Boluarte confirmou assim que deixará o Ministério do Desenvolvimento e Inclusão Social, pasta que detém desde 29 de Julho de 2021, embora permaneça no seu cargo de vice-presidente, de acordo com o jornal «La República».
Boluarte enfrenta uma queixa apresentada pela deputada Avanza País Norma Yarrow, que alega que a vice-presidente peruana violou os artigos 38 e 126 da Constituição, cometendo assim crimes de omissão, recusa ou atraso de actos funcionais, bem como de prevaricação durante o seu tempo como chefe da direcção do Clube Departamental Apurímac.
O «número dois» do governo peruano questiona que a parlamentar «é juiz e partido do procedimento de acusação constitucional» e pede à presidente da Subcomissão de Acusações Constitucionais (SAC) do Congresso do país, Lady Camones, que retire a congressista.

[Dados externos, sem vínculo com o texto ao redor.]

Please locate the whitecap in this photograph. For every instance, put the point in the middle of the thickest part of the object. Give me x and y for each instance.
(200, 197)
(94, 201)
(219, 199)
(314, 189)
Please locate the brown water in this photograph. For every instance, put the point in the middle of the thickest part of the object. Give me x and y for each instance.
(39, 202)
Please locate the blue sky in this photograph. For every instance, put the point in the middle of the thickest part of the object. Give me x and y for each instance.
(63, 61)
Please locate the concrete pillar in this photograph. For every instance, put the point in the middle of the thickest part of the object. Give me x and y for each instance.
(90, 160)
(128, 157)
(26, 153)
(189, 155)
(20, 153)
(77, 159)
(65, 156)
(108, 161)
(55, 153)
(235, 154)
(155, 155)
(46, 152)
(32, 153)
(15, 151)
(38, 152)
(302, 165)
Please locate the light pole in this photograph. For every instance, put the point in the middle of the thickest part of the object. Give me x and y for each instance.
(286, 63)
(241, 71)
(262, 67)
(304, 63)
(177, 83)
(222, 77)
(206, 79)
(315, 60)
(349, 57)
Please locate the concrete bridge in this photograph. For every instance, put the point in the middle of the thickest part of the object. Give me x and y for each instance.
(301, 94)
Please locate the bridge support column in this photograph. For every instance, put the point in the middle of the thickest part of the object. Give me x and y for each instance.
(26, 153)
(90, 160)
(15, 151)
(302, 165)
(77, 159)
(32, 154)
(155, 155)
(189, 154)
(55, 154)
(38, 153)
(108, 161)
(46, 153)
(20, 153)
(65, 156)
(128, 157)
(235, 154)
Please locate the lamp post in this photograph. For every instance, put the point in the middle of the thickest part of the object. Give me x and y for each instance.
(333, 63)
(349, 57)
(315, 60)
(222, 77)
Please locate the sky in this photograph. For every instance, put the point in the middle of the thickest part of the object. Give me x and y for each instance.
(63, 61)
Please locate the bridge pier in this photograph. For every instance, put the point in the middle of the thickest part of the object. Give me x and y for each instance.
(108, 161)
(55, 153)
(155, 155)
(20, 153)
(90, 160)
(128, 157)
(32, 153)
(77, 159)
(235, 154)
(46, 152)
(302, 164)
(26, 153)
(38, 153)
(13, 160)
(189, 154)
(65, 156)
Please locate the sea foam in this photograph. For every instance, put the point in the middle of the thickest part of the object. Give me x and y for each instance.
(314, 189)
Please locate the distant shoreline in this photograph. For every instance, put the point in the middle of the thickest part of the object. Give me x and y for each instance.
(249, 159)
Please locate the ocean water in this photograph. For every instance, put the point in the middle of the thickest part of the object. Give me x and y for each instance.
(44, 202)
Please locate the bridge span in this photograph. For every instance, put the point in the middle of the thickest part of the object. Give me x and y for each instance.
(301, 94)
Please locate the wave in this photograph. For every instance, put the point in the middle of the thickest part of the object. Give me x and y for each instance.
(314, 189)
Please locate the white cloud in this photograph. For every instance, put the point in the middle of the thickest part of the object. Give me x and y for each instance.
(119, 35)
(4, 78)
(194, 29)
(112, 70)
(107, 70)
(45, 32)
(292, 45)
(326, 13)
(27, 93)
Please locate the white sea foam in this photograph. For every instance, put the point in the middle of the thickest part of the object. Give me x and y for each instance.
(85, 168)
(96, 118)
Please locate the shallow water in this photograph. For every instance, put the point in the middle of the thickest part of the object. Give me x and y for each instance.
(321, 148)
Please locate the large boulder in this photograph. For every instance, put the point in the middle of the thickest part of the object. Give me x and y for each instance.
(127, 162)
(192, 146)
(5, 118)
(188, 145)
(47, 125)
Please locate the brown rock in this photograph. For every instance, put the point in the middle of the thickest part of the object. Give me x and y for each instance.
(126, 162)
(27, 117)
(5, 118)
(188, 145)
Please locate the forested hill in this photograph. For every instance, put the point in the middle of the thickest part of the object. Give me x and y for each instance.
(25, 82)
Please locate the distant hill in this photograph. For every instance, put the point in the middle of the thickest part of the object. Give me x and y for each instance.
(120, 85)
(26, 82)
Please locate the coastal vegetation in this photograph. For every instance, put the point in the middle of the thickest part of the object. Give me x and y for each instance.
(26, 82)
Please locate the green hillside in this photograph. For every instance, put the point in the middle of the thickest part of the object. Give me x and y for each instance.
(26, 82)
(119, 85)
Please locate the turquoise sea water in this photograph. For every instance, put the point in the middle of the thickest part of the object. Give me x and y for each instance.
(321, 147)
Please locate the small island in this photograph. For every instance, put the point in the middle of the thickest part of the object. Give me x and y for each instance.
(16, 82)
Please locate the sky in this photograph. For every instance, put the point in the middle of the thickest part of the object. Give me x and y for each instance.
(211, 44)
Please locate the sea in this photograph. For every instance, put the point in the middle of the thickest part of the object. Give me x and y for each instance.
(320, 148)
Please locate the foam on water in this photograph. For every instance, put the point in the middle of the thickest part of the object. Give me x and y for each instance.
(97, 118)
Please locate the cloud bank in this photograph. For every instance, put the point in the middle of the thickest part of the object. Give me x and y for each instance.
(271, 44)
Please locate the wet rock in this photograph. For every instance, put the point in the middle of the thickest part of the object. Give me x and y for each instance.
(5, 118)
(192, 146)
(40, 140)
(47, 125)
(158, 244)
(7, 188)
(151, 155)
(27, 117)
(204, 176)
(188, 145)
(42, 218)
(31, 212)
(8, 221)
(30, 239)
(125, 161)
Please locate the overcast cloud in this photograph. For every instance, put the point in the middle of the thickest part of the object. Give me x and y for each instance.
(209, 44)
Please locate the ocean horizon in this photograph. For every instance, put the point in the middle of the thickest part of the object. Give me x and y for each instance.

O presidente peruano, Pedro Castillo, tem de nomear o resto do gabinete ministerial nas próximas horas no que já é uma nova mudança de rumo numa política nacional particularmente turbulenta, marcada nos últimos meses por incessantes moções de censura e partidas voluntárias de ministros.
O último episódio de instabilidade política no Peru ocorreu na noite de quinta-feira, quando o agora ex-primeiro-ministro Torres se demitiu após o Congresso se ter recusado a alterar a lei que limita a realização de referendos no país.